Both songs explore the psychology of loving someone whilst wilfully ignoring their obvious disinterest.

Carpenter excels at these portraits of romantic delusion, but what separates her work from similar pop confessionals is her refusal to let her narrators off the hook.

The bridge’s admission of repeated patterns shows a character who knows exactly what she’s doing to herself but can’t quite stop.

Announcing the streaming release on Christmas Eve, Carpenter described it as supplying “whoever needs a cathartic christmas crashout song,” and she’s not wrong.

There’s something perfectly timed about releasing a song about emotional denial during the holidays, when we’re all meant to maintain our cheerful facades regardless of what’s actually happening beneath the surface.

The track proves once again why Carpenter’s songwriting deserves serious critical attention. She takes a scenario we’ve all witnessed (or lived through) and renders it with such specificity and wit that it feels simultaneously universal and deeply personal.

The song works as both a character study and a mirror, allowing us to laugh at the absurdity whilst recognising our own capacity for similar self-deception.

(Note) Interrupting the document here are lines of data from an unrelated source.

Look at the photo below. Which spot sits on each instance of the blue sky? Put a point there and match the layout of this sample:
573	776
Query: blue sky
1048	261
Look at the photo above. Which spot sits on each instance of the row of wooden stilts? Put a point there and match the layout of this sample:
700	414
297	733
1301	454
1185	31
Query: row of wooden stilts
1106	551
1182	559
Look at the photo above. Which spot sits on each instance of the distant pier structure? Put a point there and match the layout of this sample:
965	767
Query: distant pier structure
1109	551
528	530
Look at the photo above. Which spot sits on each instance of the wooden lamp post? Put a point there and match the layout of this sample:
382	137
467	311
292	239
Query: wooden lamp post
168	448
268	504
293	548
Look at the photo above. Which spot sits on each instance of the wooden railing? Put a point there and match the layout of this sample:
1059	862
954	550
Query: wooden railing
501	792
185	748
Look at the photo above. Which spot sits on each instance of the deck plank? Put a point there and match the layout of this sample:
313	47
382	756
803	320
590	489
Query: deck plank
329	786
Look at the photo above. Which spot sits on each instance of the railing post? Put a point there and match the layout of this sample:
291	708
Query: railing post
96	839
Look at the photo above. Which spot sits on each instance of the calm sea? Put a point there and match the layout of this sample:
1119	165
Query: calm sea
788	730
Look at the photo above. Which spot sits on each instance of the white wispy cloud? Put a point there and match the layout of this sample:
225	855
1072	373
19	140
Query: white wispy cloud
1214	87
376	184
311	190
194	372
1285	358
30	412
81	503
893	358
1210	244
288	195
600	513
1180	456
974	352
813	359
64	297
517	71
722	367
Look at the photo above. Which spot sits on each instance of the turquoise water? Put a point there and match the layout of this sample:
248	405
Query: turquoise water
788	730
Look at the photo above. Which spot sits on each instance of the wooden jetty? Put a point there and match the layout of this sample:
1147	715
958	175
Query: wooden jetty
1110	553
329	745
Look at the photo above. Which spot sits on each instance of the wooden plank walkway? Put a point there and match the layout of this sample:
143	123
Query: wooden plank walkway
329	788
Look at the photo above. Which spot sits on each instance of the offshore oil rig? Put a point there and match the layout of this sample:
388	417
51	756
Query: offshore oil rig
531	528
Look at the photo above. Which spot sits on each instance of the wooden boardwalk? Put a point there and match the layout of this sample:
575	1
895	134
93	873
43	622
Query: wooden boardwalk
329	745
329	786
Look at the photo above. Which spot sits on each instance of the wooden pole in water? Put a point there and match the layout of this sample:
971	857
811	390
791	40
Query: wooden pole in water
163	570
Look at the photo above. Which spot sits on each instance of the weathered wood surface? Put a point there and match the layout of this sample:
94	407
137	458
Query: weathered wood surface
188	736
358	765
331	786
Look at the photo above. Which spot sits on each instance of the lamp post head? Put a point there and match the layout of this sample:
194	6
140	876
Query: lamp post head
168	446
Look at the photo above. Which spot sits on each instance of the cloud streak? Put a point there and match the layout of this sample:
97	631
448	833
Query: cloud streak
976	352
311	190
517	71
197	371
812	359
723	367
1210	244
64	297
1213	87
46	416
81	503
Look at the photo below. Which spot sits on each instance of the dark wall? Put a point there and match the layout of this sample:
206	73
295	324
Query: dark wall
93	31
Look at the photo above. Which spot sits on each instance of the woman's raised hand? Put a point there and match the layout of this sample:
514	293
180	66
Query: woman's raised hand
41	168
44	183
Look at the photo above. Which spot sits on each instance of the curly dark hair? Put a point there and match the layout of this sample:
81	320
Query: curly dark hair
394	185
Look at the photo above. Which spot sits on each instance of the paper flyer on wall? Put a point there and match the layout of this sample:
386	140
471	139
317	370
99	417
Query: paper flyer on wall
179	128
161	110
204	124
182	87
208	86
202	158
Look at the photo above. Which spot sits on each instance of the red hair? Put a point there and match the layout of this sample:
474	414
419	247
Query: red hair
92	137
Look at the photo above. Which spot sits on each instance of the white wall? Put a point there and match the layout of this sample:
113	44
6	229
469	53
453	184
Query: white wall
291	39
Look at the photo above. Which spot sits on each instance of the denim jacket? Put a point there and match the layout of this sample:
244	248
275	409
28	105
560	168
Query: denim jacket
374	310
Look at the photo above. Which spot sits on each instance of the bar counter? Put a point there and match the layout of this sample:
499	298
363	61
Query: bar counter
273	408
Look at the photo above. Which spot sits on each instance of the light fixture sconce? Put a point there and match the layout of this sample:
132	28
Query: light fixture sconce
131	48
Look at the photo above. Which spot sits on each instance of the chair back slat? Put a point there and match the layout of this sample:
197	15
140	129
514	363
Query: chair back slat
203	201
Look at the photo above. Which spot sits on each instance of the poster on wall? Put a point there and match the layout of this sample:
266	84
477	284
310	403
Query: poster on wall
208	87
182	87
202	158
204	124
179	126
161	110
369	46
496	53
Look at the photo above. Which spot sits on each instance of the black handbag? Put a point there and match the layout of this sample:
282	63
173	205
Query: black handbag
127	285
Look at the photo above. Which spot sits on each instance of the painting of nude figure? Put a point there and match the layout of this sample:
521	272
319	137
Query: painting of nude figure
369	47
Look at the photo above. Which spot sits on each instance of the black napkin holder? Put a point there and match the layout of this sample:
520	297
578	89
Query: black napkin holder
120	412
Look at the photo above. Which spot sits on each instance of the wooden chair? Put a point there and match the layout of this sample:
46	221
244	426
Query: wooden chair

‘Such A Funny Way’ confirms what Man’s Best Friend already demonstrated: Sabrina Carpenter has fully come into her own as a songwriter capable of balancing humour and heartbreak, self-awareness and delusion, wit and genuine emotional vulnerability.

It’s the kind of pop songwriting that lingers long after the final chorus, making you laugh whilst quietly devastating you. And isn’t that such a funny way to describe a perfect pop song?